V’è però da dire che, sempre secondo la stessa giurisprudenza di legittimità (Cass. n. 30998/2018), le linee guida non devono considerarsi una barriera insuperabile dal momento che, sebbene necessarie in tema valutazione della responsabilità del clinico, rappresentano soltanto uno dei criteri di apprezzamento, senza alcuna rigidità applicativa.

In linea di principio, una condotta conforme al loro contenuto sarà considerata diligente, mentre risulterà negligente qualora sia contraria, ma ciò non significa che un comportamento divergente da quanto previsto dalle linee guida dovrà, per ciò solo, considerarsi colpevole qualora, dalla disamina del caso concreto, emergessero peculiarità tali da giustificare la mancata osservanza.

Analogamente un comportamento coerente con le linee guida potrebbe essere comunque sanzionato a titolo di colpa, perché contrario all’atteggiamento che si sarebbe dovuto mantenere nel caso concreto, laddove veniva suggerito di discostarsene.

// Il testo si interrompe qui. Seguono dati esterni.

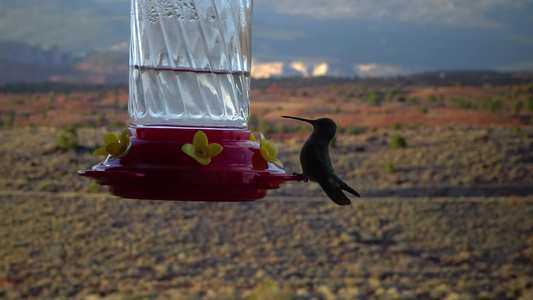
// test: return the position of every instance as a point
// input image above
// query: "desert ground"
(447, 216)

Considerazioni finali: il delicato ruolo del professionista sanitario

In ogni caso, rimane il fatto che il medico, che prima era (almeno in linea di principio) pienamente libero in scienza e coscienza di attuare la scelta terapeutica ritenuta migliore, si trova ora al bivio fra il rispetto delle Linee Guida accreditate (per quanto non aggiornate od allineate al sapere scientifico medio tempore raggiunto), nel tentativo di andare esente da colpe, e la violazione delle stesse per aderire a quelle più corrette secondo “coscienza e conoscenza professionale”, ma rischiando di trovarsi per ciò solo in colpa.

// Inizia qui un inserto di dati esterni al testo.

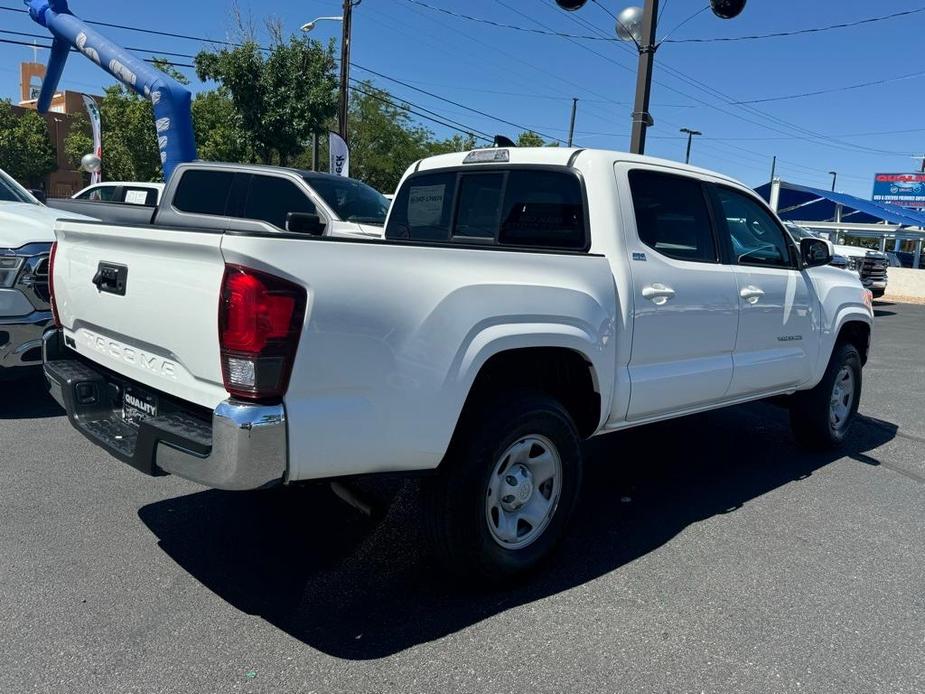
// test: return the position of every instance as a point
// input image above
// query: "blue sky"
(530, 79)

Peraltro, questo rischia di appiattire, ancora di più, l’attività del professionista sanitario che, consapevole che la condotta conforme alle linee guida, è quella che, almeno percentualmente, lo potrà garantire da attacchi esterni, potrebbe essere tentato di seguirla acriticamente.

Allo stesso bivio si potrebbe trovare anche il paziente che, per contro, mantiene pur sempre il diritto di pretendere dal medico le migliori cure possibili che, di fatto, ricomprendono anche quelle non ancora declinate nell’archivio nazionale, ma magari riconosciute come potenzialmente benefiche da una parte della comunità scientifica internazionale, con conseguente ripercussioni in termini di responsabilità qualora non gli vengano propugnate o quantomeno prospettate quale alternativa terapeutica possibile.

A tutto questo, sembra però rispondere con adamantina chiarezza un remoto arresto giurisprudenziale (Cass. 24455/2015), secondo il quale il concetto di libertà della scelta terapeutica del medico “è un valore che non può essere compromesso a nessun livello né disperso per nessuna ragione, pena la degradazione del medico a livello di semplice burocrate, con gravi rischi per la salute di tutti”.